I'm trying to implement a neural network that can capture the drift in a measured angle as a way of dynamic calibration. i.e, I have a reference system that may change throughout the course of the data gathering and would like to train a network layer which actually converts the drifting reference to the desired reference by updating the angle parameter.
For example: Consider the 2d case. We would have a set of 2d points $X\in \mathbb{R}^2$ and a trainable parameter called $\theta$ in the layer. The output of the layer would then be: $$X_o = XR$$ where $$R = \begin{bmatrix} \cos(\theta) & -\sin(\theta) \\ \sin(\theta) & \cos(\theta) \end{bmatrix}$$
Using Adam optimizer I then try to find the $\theta$ which transforms a given angle to the desired reference.
However, the $\theta$ value seems to fluctuate around the initial value probably because of a diverging gradient(?). How can I overcome this issue?
The code is below.
import tensorflow as tf
import numpy as np
import matplotlib.pyplot as plt
class Rotation2D(tf.keras.layers.Layer):
def __init__(self):
super(Rotation2D, self).__init__()
def build(self, input_shape):
self.kernel = self.add_weight("kernel", initializer=tf.keras.initializers.Constant(90),
shape=[1, 1])
def call(self, input):
matrix = ([[tf.cos(self.kernel[0, 0]), -tf.sin(self.kernel[0, 0])],
[tf.sin(self.kernel[0, 0]), tf.cos(self.kernel[0, 0])]])
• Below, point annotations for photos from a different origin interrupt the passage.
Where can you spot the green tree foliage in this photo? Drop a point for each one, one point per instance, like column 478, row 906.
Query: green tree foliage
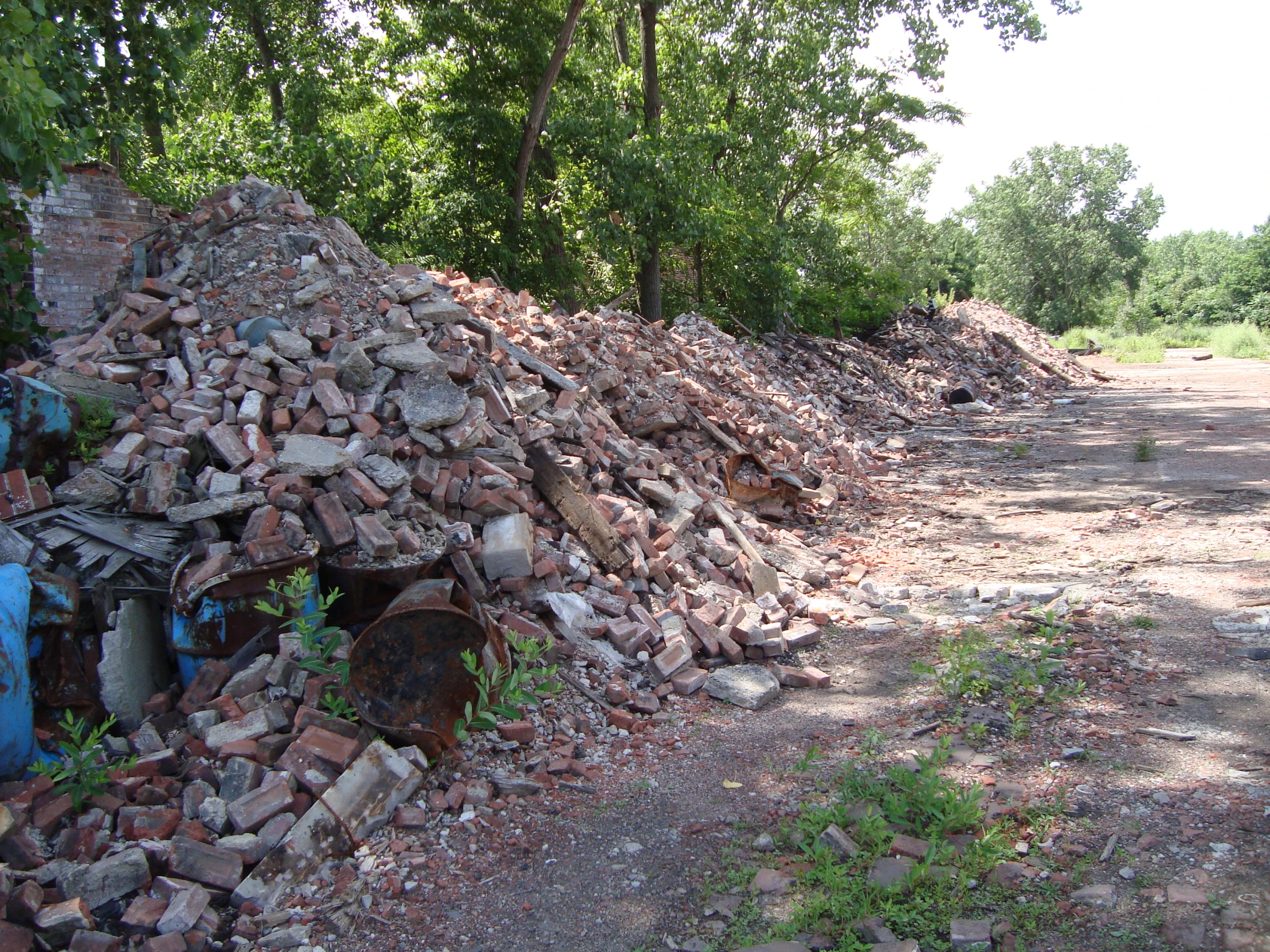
column 1060, row 233
column 77, row 77
column 1202, row 278
column 747, row 160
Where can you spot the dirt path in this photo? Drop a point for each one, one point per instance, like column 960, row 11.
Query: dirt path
column 1044, row 495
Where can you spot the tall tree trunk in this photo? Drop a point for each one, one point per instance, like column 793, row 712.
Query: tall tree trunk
column 268, row 62
column 648, row 48
column 650, row 265
column 554, row 251
column 154, row 133
column 624, row 49
column 539, row 109
column 699, row 266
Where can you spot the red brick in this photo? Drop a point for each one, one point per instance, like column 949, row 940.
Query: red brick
column 361, row 486
column 374, row 538
column 207, row 682
column 265, row 551
column 172, row 942
column 250, row 812
column 334, row 518
column 203, row 863
column 332, row 748
column 520, row 731
column 49, row 816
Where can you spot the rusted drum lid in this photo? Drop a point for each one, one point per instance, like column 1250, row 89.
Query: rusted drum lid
column 407, row 674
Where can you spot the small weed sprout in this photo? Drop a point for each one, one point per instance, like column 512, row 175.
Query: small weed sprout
column 961, row 671
column 501, row 690
column 84, row 771
column 873, row 743
column 808, row 760
column 97, row 414
column 318, row 642
column 974, row 734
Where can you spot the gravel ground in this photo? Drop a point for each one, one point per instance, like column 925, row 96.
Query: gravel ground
column 1044, row 495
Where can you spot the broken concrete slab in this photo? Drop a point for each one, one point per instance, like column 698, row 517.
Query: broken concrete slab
column 433, row 400
column 746, row 686
column 308, row 455
column 115, row 876
column 134, row 664
column 360, row 802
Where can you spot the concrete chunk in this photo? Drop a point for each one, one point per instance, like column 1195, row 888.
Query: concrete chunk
column 214, row 508
column 106, row 879
column 412, row 359
column 361, row 801
column 433, row 400
column 313, row 456
column 746, row 686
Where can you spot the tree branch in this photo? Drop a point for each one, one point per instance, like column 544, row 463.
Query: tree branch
column 539, row 109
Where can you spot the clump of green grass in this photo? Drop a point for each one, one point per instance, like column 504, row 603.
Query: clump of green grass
column 1137, row 348
column 97, row 414
column 924, row 804
column 1231, row 339
column 1244, row 340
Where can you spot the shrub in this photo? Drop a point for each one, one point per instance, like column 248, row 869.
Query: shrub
column 1238, row 340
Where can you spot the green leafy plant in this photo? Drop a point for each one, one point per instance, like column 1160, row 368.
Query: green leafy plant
column 808, row 760
column 502, row 689
column 873, row 743
column 961, row 672
column 1018, row 715
column 97, row 414
column 85, row 768
column 318, row 642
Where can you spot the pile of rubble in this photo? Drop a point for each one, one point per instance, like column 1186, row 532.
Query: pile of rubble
column 644, row 499
column 238, row 771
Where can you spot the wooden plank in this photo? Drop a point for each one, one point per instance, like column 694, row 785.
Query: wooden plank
column 522, row 357
column 577, row 509
column 715, row 433
column 1032, row 359
column 724, row 520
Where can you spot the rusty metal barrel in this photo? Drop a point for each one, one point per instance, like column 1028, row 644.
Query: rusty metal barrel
column 407, row 676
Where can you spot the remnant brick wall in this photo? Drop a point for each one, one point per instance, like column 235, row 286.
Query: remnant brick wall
column 87, row 225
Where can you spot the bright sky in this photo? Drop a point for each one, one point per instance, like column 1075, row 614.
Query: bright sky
column 1180, row 83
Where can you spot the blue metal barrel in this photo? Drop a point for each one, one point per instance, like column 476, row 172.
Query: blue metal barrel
column 17, row 714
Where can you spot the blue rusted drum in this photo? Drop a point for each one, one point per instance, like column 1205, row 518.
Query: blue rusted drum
column 17, row 711
column 36, row 423
column 220, row 616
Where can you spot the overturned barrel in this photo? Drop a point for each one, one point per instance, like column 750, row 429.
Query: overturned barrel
column 407, row 676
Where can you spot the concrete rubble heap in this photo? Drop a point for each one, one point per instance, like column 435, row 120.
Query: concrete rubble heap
column 569, row 469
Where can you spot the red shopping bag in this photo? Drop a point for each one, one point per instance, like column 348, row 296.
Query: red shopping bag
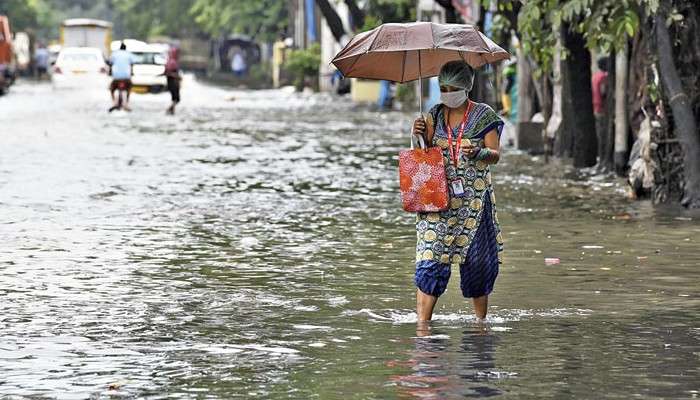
column 422, row 180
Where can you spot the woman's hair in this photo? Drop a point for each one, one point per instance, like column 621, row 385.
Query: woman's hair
column 458, row 74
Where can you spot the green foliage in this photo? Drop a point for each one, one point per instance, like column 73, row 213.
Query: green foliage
column 25, row 14
column 261, row 19
column 383, row 11
column 605, row 24
column 303, row 64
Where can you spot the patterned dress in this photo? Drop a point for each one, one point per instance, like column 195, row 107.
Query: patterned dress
column 468, row 232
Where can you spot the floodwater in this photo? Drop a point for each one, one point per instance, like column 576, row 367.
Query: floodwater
column 253, row 246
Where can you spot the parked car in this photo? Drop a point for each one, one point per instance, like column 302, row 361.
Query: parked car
column 80, row 66
column 149, row 66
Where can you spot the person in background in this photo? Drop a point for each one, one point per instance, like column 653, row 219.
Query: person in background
column 599, row 86
column 41, row 60
column 122, row 68
column 238, row 65
column 5, row 58
column 172, row 73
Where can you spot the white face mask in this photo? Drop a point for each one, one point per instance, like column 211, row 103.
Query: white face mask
column 453, row 99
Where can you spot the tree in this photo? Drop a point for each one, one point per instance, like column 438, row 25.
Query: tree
column 261, row 19
column 146, row 18
column 684, row 120
column 332, row 19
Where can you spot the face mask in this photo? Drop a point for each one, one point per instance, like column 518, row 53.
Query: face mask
column 453, row 99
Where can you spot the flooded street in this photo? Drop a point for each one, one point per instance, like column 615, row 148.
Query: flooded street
column 254, row 246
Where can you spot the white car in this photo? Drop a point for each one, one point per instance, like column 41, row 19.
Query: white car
column 149, row 66
column 80, row 67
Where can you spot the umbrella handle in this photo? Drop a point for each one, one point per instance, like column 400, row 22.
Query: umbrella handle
column 421, row 142
column 420, row 86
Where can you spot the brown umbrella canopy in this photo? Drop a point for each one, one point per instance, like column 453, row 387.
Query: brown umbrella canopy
column 405, row 52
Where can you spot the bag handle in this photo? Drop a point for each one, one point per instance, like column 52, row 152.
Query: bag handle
column 421, row 139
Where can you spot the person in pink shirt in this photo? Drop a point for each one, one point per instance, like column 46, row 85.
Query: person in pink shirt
column 599, row 83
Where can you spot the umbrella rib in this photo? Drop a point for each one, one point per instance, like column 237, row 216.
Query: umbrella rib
column 379, row 31
column 403, row 66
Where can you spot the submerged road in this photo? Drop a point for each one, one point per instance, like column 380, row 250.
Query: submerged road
column 253, row 246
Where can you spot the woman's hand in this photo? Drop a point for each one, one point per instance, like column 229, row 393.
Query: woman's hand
column 469, row 149
column 419, row 126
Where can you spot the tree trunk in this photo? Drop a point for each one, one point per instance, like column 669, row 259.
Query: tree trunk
column 683, row 118
column 580, row 112
column 554, row 122
column 621, row 128
column 358, row 16
column 332, row 19
column 607, row 147
column 526, row 90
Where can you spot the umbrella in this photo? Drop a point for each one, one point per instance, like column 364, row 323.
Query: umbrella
column 406, row 52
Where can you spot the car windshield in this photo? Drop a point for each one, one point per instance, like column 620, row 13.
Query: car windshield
column 80, row 58
column 150, row 58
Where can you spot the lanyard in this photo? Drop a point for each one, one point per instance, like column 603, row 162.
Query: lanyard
column 456, row 151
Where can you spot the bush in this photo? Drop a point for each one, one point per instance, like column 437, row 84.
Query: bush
column 303, row 65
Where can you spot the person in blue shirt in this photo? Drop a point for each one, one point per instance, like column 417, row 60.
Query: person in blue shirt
column 41, row 59
column 122, row 68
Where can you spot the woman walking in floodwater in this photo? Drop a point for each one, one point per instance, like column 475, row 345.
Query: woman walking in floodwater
column 467, row 233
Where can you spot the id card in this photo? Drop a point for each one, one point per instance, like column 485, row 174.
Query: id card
column 457, row 188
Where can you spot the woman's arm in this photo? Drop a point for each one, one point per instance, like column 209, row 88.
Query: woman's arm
column 424, row 127
column 489, row 153
column 491, row 143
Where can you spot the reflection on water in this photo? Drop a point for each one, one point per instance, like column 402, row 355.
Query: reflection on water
column 253, row 246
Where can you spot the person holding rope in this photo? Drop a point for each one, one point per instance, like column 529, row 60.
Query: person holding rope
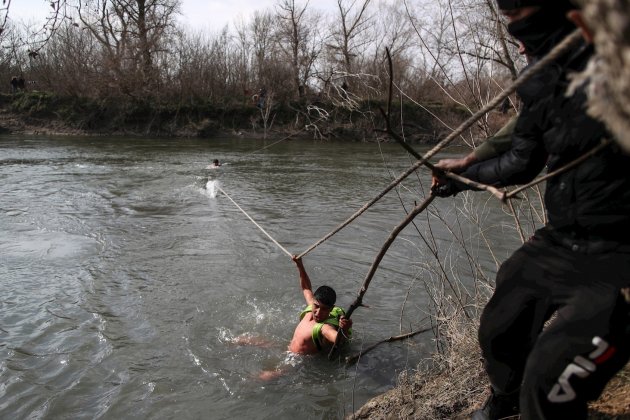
column 320, row 320
column 578, row 265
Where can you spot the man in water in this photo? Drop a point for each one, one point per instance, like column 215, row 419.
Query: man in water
column 320, row 321
column 318, row 327
column 215, row 164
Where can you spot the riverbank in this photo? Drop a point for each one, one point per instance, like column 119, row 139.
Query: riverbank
column 452, row 384
column 43, row 113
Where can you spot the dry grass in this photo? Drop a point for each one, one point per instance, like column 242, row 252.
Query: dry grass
column 453, row 384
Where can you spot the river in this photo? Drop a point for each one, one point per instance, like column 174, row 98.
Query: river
column 127, row 276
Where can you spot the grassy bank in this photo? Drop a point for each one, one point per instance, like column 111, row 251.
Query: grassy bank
column 46, row 113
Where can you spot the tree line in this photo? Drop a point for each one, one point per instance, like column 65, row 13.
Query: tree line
column 445, row 52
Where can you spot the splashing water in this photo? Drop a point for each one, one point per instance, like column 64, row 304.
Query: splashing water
column 211, row 188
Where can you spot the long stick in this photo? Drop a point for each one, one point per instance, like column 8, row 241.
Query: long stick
column 558, row 50
column 368, row 278
column 352, row 359
column 254, row 222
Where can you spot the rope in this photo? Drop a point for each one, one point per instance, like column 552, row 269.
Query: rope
column 570, row 41
column 254, row 222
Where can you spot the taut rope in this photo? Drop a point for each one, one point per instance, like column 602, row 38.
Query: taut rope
column 254, row 222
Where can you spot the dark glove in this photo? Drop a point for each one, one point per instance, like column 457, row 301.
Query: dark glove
column 445, row 190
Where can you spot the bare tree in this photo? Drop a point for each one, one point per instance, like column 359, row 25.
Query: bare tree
column 131, row 32
column 299, row 39
column 349, row 34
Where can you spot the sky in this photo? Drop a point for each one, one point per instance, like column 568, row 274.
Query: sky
column 198, row 14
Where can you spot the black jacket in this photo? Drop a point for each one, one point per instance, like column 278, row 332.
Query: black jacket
column 588, row 206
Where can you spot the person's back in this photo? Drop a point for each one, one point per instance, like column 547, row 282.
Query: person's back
column 320, row 321
column 302, row 341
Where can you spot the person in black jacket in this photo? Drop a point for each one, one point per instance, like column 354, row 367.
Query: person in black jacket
column 577, row 265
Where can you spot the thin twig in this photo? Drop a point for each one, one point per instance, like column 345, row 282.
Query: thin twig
column 368, row 278
column 594, row 150
column 352, row 359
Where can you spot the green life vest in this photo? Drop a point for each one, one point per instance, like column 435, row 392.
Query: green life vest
column 333, row 319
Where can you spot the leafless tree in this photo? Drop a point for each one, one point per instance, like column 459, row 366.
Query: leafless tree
column 131, row 34
column 350, row 35
column 299, row 39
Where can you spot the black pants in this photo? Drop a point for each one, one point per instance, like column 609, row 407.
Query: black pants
column 561, row 368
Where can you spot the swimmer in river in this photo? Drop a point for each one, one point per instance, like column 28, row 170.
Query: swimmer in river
column 320, row 323
column 215, row 164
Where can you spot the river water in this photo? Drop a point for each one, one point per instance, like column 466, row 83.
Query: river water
column 127, row 276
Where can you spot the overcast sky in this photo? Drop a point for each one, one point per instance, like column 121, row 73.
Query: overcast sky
column 200, row 14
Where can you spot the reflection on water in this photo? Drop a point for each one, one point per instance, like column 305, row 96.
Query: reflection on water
column 126, row 277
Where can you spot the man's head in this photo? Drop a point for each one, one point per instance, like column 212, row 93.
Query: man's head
column 325, row 298
column 537, row 24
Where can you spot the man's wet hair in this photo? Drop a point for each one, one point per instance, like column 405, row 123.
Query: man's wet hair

return tf.matmul(input, tf.transpose(matrix))
layer = Rotation2D()
t = np.arange(0, 1000)/200.
y_in = np.array([np.sin(t), np.cos(t)]).T
y_ta = np.array([np.cos(t), np.sin(t)]).T
model = tf.keras.Sequential()
model.add(layer)
model.compile(tf.keras.optimizers.SGD(lr=1.), loss='MSE')
model.fit(y_in, y_ta, epochs=1)
for i in range(100):
print(layer.get_weights())
model.fit(y_in, y_ta,verbose=0, batch_size=5)
y_out = (model.predict(y_in))
fig, axes = plt.subplots(2, 1)
for i in range(2):
ax = axes[i]
ax.plot(y_in.T[i], label = 'input')
ax.plot(y_ta.T[i], label = 'target')
ax.plot(y_out.T[i], label = 'prediction')
plt.legend()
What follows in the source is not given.